Eva turned to look at his face, he was smiling suggestively at her.
“Music or a drink?” he asked, as if only one could be had.
Eva understood the difference of the two options.
“Music,” she said boldly.
Ambrose walked to an antique wind-up Victrola. When he placed the needle a stream of heavenly Puccini filled the space.
Eva closed her eyes as the sound swept over her. When she opened her eyes, Ambrose was standing in front of her. His hand moved to her face and Eva blanched.
“You’re so cold,” she brought her hand to his. She tried to steady her breath and realized as his hands moved to her body that she was scared.
He gave no comment but moved his lips onto hers. Eva felt the promise of everything she’d dreamed of. The promise of her voice mingled with his. The promise of what the night would bring.
His lips moved to her neck and his hand plunged beneath the neckline of her dress. His fingers caressed her breast. His fingers moved over her nipple in supplication.
“Yes,” she responded to his touch.
Her body grew hot and needy to his chilly touch.

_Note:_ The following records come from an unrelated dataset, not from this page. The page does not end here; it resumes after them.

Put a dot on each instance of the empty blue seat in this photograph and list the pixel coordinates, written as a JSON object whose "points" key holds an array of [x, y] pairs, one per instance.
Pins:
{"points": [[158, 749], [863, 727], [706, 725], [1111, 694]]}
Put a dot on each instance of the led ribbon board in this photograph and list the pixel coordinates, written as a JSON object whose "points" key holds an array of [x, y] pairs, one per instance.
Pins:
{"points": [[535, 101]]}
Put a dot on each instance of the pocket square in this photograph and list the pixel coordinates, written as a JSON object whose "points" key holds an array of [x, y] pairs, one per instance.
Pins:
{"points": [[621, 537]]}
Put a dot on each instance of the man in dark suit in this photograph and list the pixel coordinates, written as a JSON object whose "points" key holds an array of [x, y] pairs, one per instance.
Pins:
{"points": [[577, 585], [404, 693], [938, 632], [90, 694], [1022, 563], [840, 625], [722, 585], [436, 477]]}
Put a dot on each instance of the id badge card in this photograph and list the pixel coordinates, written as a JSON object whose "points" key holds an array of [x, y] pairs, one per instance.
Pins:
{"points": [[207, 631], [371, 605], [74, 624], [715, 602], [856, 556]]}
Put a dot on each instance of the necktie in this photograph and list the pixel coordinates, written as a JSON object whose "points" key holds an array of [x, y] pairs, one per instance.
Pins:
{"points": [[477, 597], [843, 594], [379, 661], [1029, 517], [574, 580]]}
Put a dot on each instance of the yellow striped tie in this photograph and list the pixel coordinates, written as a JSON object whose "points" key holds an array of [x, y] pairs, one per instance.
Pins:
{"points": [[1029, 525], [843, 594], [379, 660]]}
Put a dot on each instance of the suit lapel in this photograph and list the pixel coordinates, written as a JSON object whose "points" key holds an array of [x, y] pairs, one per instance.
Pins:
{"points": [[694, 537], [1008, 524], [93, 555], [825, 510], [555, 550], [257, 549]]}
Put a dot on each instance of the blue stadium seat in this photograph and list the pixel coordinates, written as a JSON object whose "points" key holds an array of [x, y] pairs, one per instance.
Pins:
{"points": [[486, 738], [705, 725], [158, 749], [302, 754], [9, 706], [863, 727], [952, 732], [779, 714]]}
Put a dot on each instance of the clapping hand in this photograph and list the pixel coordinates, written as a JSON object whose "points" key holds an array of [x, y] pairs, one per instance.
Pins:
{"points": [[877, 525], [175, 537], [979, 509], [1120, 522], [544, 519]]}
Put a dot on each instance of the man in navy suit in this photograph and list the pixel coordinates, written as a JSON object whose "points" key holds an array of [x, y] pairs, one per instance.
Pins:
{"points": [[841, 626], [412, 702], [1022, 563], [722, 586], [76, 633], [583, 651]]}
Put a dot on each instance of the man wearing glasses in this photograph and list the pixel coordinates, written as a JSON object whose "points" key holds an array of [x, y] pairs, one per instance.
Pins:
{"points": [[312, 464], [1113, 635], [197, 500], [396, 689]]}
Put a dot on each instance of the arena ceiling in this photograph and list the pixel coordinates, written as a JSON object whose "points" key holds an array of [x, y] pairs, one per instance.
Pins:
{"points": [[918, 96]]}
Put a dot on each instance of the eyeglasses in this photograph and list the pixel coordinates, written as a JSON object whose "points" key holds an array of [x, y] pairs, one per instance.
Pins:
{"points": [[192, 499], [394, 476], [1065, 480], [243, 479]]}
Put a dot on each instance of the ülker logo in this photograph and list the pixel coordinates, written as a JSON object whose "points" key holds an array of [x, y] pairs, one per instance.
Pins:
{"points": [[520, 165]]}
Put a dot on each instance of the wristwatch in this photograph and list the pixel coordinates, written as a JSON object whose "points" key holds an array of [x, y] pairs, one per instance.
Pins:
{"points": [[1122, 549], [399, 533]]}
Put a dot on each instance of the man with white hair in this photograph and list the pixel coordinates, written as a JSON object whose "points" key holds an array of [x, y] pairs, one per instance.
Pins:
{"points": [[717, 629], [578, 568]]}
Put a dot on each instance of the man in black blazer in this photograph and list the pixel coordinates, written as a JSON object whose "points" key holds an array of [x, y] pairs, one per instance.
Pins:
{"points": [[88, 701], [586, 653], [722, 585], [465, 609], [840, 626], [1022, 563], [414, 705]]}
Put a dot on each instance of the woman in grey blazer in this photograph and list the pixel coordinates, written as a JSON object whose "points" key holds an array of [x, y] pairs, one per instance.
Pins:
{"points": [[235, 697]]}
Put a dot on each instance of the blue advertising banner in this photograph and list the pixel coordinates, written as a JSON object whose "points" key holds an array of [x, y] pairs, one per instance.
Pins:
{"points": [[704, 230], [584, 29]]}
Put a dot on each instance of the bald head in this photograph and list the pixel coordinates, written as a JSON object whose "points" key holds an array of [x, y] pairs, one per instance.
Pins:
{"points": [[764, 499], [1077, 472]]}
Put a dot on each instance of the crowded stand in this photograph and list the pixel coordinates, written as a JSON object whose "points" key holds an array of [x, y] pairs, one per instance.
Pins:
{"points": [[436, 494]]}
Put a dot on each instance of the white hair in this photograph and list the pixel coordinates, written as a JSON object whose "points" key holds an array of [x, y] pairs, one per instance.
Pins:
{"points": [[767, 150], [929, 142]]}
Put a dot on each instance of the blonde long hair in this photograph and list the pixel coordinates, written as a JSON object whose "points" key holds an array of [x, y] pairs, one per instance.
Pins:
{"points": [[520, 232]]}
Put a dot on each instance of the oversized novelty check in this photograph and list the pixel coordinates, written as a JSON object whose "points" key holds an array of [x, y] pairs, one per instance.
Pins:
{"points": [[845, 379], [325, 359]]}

Stacks of music books lined the shelves and piled on the floor near the piano. Eva leaned into Ambrose and felt herself melt toward the floor. Their bodies moved along the carpet, feet and limbs in close company with the greatest music the opera world had to provide.
Eva pushed off her shoes and heard them roll to the uncarpeted area of the floor.
A cold hand reached down and lifted up the edge of her dress. The hand roamed over the thick expanse of her thighs, then moved over her ass. Ambrose’s hands gripped in, holding her meaty posterior.
“You’re so…abundant,” Ambrose smiled as he lifted his head.